I know you’re saying that’s not possible. Our bodies automatically close our eyes when we sneeze.  Well, something went wrong. One of my eyes didn’t close.

I didn’t do it on purpose. It was an accident. I was just going along, minding my own business, when I sneezed, and my right eye stayed open.

A terrible pressure built up behind it, causing it to bulge. I thought it would shoot clean out of my head, but a few terrifying seconds passed, then I blinked and the pressure was gone.

My eyesight in that eye was blurry, but it hadn’t shot out, and that’s all I cared about at that moment.

I ran to my mother, to tell her what happened, but she took one look at me and screamed.  My eyeball was bight red.  She said it looked like I was staring at her through a pool of blood.

We raced to the doctor, my mother convinced I was dying.  I wasn’t.  My eye didn’t even hurt anymore.

He told her I was fine.  He said I burst the blood vessels in my eye, but that wasn’t anything to worry about. The blood would go away on its own. As for the blurriness, I’d strained the eye and it needed to rest.

He taped a gauze pad over that eye and told me to wear it for a week. With rest, my eye would be as good as new.  Better even.

Boy, was he wrong.

Everything was fine during that week. There was no pain and my mother kept me home from school. I got all the TV and ice cream I wanted. It was like a mini summer vacation.

Then my week was over.  It was time to remove the gauze.  At first my vision was still a little blurry. I couldn’t make out anything I was seeing with that eye. After a few days, the blurriness went away and my vision was as good as before.

That’s when I wished my eye had shot out of my head.

Everything looked different with that eye.  I could close my right eye and see things like I always did.  A lamp.  A vase.  If I looked at it with my right eye open and left eye closed, it would be different. A burnt lamp. A shattered vase. Nothing was the same.

Things got worse the more I looked. I saw my brother’s bloated corpse floating in the hallway when I knew he was standing there, alive and talking. I saw my cat, Tigger, hanging from a tree from his own entrails even though he was only climbing it.

The images were driving me insane. I put the gauze back on, determined to wear it forever if I had to. I had seen enough.

My mother cried, begging me to take it off.  I was fine. I didn’t need to disable myself any longer.

I tried to make her understand. I wasn’t disabled with the gauze on.  I was better.  If I didn’t look through the eye, I wouldn’t have to see what really was.

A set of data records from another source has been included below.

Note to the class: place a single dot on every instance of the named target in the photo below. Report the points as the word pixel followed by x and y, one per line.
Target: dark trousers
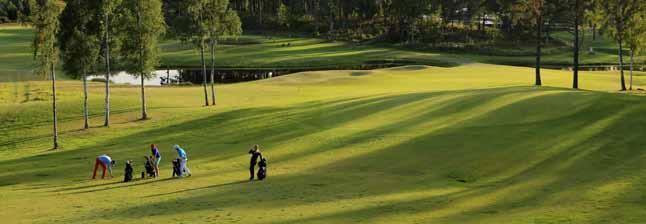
pixel 252 168
pixel 98 163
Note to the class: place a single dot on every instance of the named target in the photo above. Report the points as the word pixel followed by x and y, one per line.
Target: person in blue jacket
pixel 106 163
pixel 183 159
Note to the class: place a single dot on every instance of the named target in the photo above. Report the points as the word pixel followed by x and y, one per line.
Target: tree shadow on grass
pixel 364 173
pixel 468 146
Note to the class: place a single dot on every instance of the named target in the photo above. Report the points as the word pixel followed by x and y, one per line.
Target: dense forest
pixel 431 21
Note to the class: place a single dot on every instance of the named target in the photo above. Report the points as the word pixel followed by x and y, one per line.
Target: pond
pixel 159 78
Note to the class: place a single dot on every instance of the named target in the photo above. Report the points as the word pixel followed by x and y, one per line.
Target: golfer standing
pixel 255 155
pixel 183 160
pixel 157 155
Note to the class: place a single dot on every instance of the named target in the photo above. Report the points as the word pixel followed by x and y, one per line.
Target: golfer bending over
pixel 106 163
pixel 184 159
pixel 255 155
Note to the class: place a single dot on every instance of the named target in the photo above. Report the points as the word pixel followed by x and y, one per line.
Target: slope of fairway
pixel 416 144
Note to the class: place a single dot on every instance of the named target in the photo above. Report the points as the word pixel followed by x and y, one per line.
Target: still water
pixel 159 78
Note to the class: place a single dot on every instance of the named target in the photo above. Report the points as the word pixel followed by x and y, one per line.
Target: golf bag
pixel 177 169
pixel 262 169
pixel 150 167
pixel 128 173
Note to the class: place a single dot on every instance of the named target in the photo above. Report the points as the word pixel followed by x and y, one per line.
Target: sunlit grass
pixel 415 144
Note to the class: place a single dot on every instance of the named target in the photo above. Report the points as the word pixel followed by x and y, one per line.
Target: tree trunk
pixel 632 56
pixel 86 124
pixel 54 113
pixel 539 26
pixel 206 95
pixel 575 69
pixel 107 74
pixel 144 112
pixel 621 65
pixel 212 73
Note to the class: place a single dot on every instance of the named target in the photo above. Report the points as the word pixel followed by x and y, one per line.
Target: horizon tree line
pixel 131 34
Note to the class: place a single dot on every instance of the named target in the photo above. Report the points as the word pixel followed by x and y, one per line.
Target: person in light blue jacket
pixel 183 159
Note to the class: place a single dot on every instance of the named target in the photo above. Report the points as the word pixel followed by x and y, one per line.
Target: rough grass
pixel 470 144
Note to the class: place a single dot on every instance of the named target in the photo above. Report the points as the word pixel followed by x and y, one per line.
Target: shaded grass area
pixel 404 145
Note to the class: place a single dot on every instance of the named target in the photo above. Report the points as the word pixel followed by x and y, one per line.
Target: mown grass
pixel 416 144
pixel 257 51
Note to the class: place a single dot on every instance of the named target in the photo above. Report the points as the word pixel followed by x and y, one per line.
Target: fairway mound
pixel 470 144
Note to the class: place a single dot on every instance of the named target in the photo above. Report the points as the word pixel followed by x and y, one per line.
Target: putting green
pixel 470 144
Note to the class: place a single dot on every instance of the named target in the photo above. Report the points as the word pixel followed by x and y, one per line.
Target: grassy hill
pixel 416 144
pixel 254 51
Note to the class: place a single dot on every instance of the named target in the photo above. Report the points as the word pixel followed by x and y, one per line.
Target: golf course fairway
pixel 469 144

My mother’s worried that I might be losing my mind. I’ve told her what I’ve seen.

The world behind the world.

Everything I’ve seen is real on a different level than we know. It’s waiting for us there. I’m sure of this. I don’t know why my messed up eye can see it, but it does.

Mom doesn’t believe me. She hopes that I’m looking for attention, but deep down she’s worried the sneeze gave me brain damage. I wish that was the case. I’d be able to sleep at night.

I’m hiding in my room, the gauze on my eye, and the lights off. Monsters lurk in the world behind the world. If I can’t see anything, I won’t have to know what’s out there.

My parents are deciding what to do with me. They want me see someone.  I don’t want to see anyone.  I’d rather not tell them what I see lurking over everyone’s shoulder.